In fact, their early speeches and press conferences feel like they have their long-term Legacy in mind. If they can make this work, they will truly be remembered in UK political history, far more than Tony Blair or Gordon Brown. Necessity may well be the mother of invention here, but it feels to me like they are going for it.
Don’t get me wrong, every time I see Michael Gove or George Osborne, my skin crawls a little bit and I shudder.
Gove makes Peter Mandelson look like a kitten. I can only hope he fails his CRB check as Schools Minister on the grounds that he would scare the children. Osborne looks and behaves like a vampire, like he truly despises mortals. He was barely present during the entire election campaign, I can only assume because he doesn’t look good in daylight.

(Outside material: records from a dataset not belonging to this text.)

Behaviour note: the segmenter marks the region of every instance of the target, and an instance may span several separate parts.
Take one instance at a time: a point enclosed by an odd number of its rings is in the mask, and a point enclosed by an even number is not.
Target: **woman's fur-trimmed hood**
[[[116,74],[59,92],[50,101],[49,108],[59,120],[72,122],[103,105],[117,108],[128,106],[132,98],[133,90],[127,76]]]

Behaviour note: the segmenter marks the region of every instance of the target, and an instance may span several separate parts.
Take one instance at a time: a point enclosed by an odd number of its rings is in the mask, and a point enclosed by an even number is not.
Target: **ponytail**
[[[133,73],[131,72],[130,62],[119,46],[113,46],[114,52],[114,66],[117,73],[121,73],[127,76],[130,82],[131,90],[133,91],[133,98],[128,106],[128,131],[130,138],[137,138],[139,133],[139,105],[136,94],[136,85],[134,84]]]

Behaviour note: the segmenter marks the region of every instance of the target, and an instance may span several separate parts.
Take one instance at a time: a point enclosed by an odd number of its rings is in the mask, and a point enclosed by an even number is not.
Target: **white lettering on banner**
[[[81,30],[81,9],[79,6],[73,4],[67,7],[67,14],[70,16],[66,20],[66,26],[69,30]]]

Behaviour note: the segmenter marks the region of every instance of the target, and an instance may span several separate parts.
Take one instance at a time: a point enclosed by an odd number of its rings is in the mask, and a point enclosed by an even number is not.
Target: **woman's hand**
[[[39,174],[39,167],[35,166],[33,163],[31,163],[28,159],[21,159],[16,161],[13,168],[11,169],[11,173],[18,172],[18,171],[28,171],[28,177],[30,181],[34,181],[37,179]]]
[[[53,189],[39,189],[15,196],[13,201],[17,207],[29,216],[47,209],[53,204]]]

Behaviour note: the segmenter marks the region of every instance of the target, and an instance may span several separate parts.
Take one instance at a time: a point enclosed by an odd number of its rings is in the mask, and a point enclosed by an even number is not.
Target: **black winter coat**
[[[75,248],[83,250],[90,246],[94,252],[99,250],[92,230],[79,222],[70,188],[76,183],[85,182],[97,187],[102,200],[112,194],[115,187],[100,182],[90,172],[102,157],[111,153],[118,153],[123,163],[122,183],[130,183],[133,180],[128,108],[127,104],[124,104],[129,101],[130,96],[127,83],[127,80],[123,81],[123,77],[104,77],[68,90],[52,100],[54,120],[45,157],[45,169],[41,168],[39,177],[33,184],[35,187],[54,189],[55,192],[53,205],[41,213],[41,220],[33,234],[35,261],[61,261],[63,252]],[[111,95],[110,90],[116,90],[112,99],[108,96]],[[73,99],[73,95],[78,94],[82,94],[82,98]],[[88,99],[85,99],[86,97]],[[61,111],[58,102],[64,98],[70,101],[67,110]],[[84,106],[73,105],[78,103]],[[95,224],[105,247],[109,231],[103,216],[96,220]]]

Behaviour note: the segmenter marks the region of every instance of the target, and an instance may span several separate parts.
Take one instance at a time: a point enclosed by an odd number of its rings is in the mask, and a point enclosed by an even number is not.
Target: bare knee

On the other hand, the agreement between the coalition parties is an impressive piece of work, truly a mature and grown-up piece of thinking. I truly hope they can make it work. There have been countless old-guard politicos and journalists all over the media in the last 48 hours behaving as though this is a terrible thing, as though it’s such a leap of faith that mere voters will explode before they can wrap their simple heads around it.
But in fact, it’s a truly simple concept. In order to make things work, to make things better, sometimes it’s best to work together. That might mean you can’t always do everything you want. I get it. My daughters get it. My friends and colleagues get it. But it still appears that many of the dinosaurs in British politics don’t.
I hope it works. I hope Cameron and Clegg lay down the law to their ministers, officials and parties to make it work. It needs to work, to deliver the British economy out of recession without Thatcherite levels of social division. If it does work, it will transform British politics, in a very good way, to be more inclusive, more mature, more collaborative.